Iowa already knows it will face the Bulldogs without all-Big Ten tight end Noah Fant. The 6-5, 241-pounder from Omaha, Neb., announced Friday that he will skip his senior year and the bowl game to enter the NFL draft.
Ferentz said he has talked with a “handful” of Iowa players on the possibility of leaving early for the NFL.
“The NFL put a really good, informational packet out this year,” Ferentz said. “I shared it with the players and their parents. It’s an educational process for all to go through and gather good information, reliable information from people that really know the draft and can project it and know the draft board this year.
“But again, it just gets down to a personal decision for the players involved.
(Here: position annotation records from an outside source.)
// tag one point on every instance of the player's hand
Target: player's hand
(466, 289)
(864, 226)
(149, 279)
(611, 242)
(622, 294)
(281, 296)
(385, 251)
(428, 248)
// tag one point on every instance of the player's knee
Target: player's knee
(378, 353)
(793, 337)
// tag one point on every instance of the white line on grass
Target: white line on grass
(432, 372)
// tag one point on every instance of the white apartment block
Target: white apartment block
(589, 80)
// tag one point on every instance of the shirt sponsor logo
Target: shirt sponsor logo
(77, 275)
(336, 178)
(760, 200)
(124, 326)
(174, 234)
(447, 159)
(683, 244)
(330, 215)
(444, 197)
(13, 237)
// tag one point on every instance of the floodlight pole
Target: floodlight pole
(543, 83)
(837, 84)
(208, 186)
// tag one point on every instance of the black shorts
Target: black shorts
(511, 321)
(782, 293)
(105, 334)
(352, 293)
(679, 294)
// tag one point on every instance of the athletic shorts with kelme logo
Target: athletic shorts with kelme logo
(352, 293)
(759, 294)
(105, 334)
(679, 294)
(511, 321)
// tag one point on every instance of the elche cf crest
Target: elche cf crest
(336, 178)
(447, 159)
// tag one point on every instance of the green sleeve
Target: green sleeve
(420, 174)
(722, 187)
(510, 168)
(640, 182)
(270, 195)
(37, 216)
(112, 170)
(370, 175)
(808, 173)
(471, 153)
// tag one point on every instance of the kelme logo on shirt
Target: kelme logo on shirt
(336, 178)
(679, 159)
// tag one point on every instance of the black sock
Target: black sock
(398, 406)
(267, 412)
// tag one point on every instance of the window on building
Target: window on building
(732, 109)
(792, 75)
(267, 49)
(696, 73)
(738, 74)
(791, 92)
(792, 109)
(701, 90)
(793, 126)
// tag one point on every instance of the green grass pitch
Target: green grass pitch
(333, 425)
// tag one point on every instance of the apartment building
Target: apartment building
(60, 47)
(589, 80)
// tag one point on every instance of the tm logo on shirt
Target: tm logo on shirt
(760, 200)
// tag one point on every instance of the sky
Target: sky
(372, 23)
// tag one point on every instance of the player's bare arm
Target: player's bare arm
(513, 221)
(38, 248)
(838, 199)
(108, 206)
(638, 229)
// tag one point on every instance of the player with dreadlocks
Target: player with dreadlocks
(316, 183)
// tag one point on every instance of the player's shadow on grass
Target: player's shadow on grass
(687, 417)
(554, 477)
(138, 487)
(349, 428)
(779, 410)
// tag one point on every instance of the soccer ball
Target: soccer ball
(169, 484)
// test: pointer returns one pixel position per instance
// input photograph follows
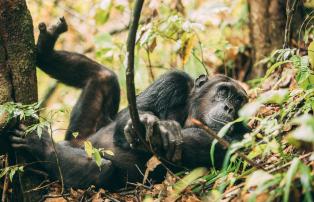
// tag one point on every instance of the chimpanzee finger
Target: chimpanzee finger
(172, 146)
(17, 140)
(149, 126)
(19, 133)
(164, 137)
(19, 146)
(177, 155)
(22, 127)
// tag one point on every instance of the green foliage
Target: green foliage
(20, 111)
(11, 170)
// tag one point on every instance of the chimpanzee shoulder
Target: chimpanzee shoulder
(166, 98)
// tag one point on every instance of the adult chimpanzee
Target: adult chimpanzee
(166, 109)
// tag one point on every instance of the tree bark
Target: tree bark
(18, 81)
(267, 25)
(267, 29)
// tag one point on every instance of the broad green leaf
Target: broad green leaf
(274, 67)
(258, 178)
(109, 152)
(97, 157)
(186, 181)
(306, 180)
(223, 131)
(275, 96)
(148, 198)
(75, 134)
(305, 132)
(39, 131)
(250, 109)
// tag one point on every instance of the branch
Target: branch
(130, 70)
(225, 143)
(289, 12)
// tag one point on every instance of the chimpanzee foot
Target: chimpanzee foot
(54, 30)
(163, 136)
(32, 143)
(172, 139)
(59, 28)
(148, 120)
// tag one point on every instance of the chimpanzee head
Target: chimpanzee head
(216, 101)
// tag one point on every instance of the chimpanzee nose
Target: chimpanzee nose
(228, 109)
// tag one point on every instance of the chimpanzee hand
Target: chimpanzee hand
(38, 146)
(163, 136)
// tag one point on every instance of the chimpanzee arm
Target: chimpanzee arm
(78, 170)
(166, 99)
(196, 149)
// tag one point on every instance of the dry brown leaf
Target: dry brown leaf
(151, 164)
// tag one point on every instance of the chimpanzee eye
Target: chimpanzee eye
(222, 93)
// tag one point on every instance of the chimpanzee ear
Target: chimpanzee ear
(201, 80)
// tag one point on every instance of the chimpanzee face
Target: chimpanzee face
(217, 100)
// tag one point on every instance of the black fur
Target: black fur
(173, 101)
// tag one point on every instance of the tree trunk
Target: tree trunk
(267, 28)
(18, 81)
(267, 25)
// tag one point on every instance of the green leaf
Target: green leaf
(88, 148)
(75, 134)
(305, 132)
(187, 180)
(39, 131)
(275, 96)
(223, 131)
(311, 54)
(148, 198)
(109, 152)
(250, 109)
(97, 157)
(272, 68)
(258, 178)
(306, 180)
(290, 177)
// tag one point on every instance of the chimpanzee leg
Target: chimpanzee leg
(96, 107)
(78, 170)
(99, 101)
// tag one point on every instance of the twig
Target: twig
(202, 54)
(130, 71)
(57, 159)
(289, 13)
(41, 186)
(289, 163)
(225, 143)
(6, 183)
(150, 67)
(50, 91)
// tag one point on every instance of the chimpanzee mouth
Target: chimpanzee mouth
(223, 122)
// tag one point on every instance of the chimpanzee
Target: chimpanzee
(166, 109)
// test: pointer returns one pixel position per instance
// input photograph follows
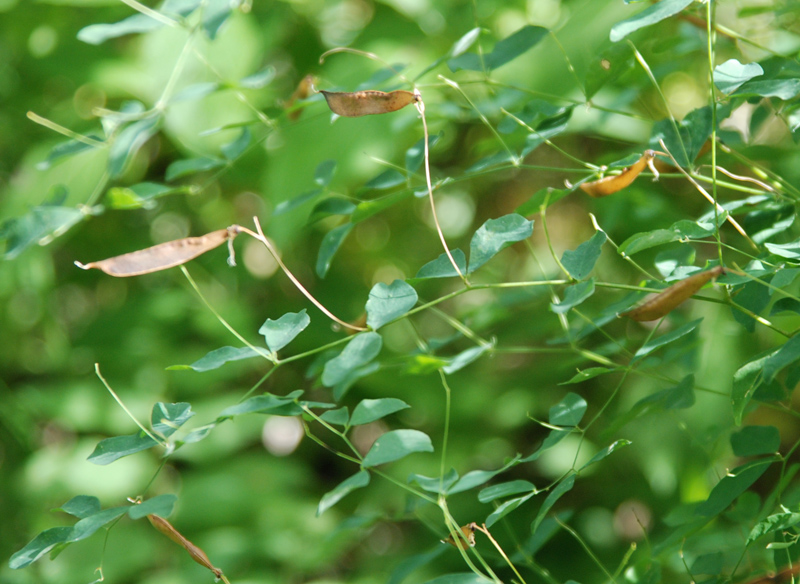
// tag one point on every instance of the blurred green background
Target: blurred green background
(249, 506)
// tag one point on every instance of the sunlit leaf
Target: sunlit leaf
(387, 303)
(395, 445)
(329, 499)
(281, 332)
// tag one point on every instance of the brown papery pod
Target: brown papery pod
(162, 256)
(469, 534)
(611, 184)
(365, 103)
(195, 552)
(668, 300)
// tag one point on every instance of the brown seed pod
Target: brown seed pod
(611, 184)
(364, 103)
(197, 554)
(668, 300)
(162, 256)
(469, 534)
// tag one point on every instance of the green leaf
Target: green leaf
(81, 506)
(587, 374)
(165, 418)
(395, 445)
(506, 508)
(495, 235)
(218, 357)
(181, 168)
(772, 524)
(649, 16)
(324, 172)
(281, 332)
(329, 499)
(387, 303)
(489, 494)
(580, 263)
(265, 404)
(40, 545)
(730, 487)
(128, 142)
(569, 411)
(504, 51)
(369, 410)
(786, 355)
(732, 74)
(361, 349)
(330, 245)
(563, 487)
(416, 154)
(606, 451)
(573, 296)
(657, 343)
(464, 358)
(756, 440)
(161, 506)
(441, 266)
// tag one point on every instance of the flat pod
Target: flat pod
(162, 256)
(611, 184)
(365, 103)
(668, 300)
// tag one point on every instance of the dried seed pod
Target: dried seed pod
(302, 92)
(611, 184)
(197, 554)
(665, 302)
(162, 256)
(469, 534)
(364, 103)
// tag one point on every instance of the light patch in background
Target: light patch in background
(257, 259)
(43, 41)
(455, 210)
(281, 435)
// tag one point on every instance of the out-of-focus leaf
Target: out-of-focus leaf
(329, 499)
(362, 349)
(281, 332)
(495, 235)
(395, 445)
(389, 302)
(330, 245)
(650, 15)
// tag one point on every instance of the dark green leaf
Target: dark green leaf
(730, 487)
(441, 266)
(489, 494)
(40, 545)
(569, 411)
(281, 332)
(650, 15)
(573, 296)
(580, 263)
(387, 303)
(395, 445)
(161, 506)
(361, 349)
(111, 449)
(756, 440)
(218, 357)
(495, 235)
(329, 499)
(670, 337)
(330, 245)
(369, 410)
(563, 487)
(732, 74)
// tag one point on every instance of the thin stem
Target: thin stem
(124, 408)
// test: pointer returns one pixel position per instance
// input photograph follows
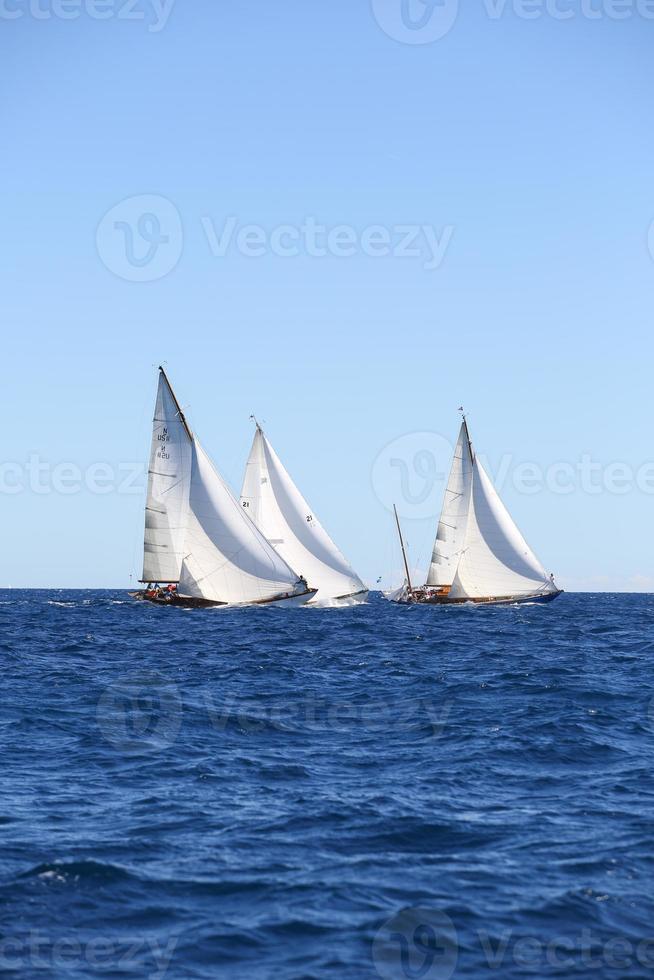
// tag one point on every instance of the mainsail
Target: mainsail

We’ll let the process play out and see where it all goes.”
Hooker, tight end T.J. Hockenson and quarterback Nate Stanley were among that handful. Defensive end Anthony Nelson has said he will wait and see what he hears from the NFL draft advisory board.
“There are a wide variety of offenses people play in college and who knows what will translate and what won’t,” Stanley said Sunday. “At the same time, it’s always nice to get feedback from the people who’ll be looking at you seriously in the upcoming future.”
After the Pinstripe Bowl last year, cornerback Josh Jackson and offensive lineman James Daniels announced they were leaving a year early for the NFL. Both were drafted in the second round.